E quem acreditaria que ambos sobreviveriam aquele tormento? Quem acreditaria  que ela conseguiria soltá-lo. Logo ela, a quem todos consideravam deficiente intelectual?
Uma retardada mental? Era quase impossível  empreender tal façanha! Especialmente para uma pessoa tão pouco dotada de intelecto quanto ela!
        Quando emergiu, sentiu-se morrer. Quase não tinha ar. Estava morrendo. Mas tinha em mente que não poderia deixar seu patrão na mão. Precisava lutar por ele.
Se fosse apenas ela, ali perdida, naquela imensidão negra... Mas havia Eduardo. E ele era o que importava. Tinha que verificar se ele ainda estava vivo. Mas não
sabia verificar aquelas coisas. Aqueles procedimentos eram coisas de sua irmã médica. O que Carine faria naquela situação?
        No meio daquele oceano, olhou em volta. Não via nada. Já nem tinha certeza de qual fora a direção que o Indomável tomara.
        Eduardo resolvera escolher aquela hora para ficar desacordado e ela não sabia o que fazer.  Estaria morto? Como saber se uma pessoa estava morta? E nem queria
pensar naquilo. Chegara até ali. Soltara as mãos dele da cadeira. Soltara a sua boca. Por que ele estava daquele jeito como se estivesse morto? Não estava bem mais
liberto do que estava antes? Por que não abria os olhos e dizia para ela o que ela deveria fazer, em qual direção seguir? Sabia que uma ou mais balas poderai tê-lo
atingido e que ela não saberia como encontrar tal ferimento. Se ele estivesse morto, não o deixaria ali para ser sepultado pelo mar. Não sabia bem o que fazer. E
se aparecesse com ele morto? Não diriam que ela mesma tentara matá-lo?
        "Céus! Que confusão! E eu não sei resolver nada sozinha!"
        Começara a puxar a cadeira onde ele ainda mantinha os pés amarrados.
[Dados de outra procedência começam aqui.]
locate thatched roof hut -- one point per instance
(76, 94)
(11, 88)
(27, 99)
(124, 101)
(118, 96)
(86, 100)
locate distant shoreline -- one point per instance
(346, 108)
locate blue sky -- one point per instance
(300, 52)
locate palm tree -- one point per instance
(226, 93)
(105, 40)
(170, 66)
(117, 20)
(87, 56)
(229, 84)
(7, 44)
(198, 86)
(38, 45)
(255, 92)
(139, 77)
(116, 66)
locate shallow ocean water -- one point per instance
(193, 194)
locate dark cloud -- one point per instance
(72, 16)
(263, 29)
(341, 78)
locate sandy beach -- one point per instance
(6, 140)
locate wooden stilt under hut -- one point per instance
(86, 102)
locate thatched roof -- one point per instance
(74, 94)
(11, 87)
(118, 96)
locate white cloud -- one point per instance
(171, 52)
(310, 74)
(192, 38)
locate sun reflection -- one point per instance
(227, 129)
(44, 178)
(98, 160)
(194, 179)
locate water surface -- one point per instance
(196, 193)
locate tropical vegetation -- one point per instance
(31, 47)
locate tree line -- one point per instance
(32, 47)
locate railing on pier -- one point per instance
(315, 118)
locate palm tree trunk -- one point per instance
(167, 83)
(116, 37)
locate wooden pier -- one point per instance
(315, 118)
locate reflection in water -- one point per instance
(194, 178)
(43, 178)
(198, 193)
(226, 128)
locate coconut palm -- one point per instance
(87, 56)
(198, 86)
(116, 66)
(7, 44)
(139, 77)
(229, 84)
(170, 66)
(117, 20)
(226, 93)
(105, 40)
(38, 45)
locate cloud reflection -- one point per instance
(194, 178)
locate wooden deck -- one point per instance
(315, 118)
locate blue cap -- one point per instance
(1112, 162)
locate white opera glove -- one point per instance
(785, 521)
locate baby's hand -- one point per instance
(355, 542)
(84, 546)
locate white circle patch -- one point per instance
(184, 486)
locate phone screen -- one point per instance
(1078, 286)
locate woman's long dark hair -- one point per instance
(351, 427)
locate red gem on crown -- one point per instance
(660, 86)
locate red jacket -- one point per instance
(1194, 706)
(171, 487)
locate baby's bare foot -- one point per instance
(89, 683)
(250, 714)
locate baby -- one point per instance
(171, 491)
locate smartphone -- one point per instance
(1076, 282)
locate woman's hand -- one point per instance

Tinha que sair dali, mas não podia mais ver o barco. Tudo estava muito escuro e ela
não sabia pensar. Não sabia como resolver problemas tão complicados como aquele.
        Percebera que a cadeira que tanto atrapalhara a subida para fora da água, agora funcionava como uma bóia. E isso, naquele momento era muito bom, pois, como
carregaria aquele homem de 1,83 m pelo mar afora, sem nem ao menos saber em que direção seguir.
        Se não fosse tão burra!
        Sempre fora burra demais. Tanto que nem para seguir os passos dos irmãos e poder recompensar Angélica por tudo o que ela fizera, Joyce não conseguira. Seus
professores diziam que ela não sabia raciocinar.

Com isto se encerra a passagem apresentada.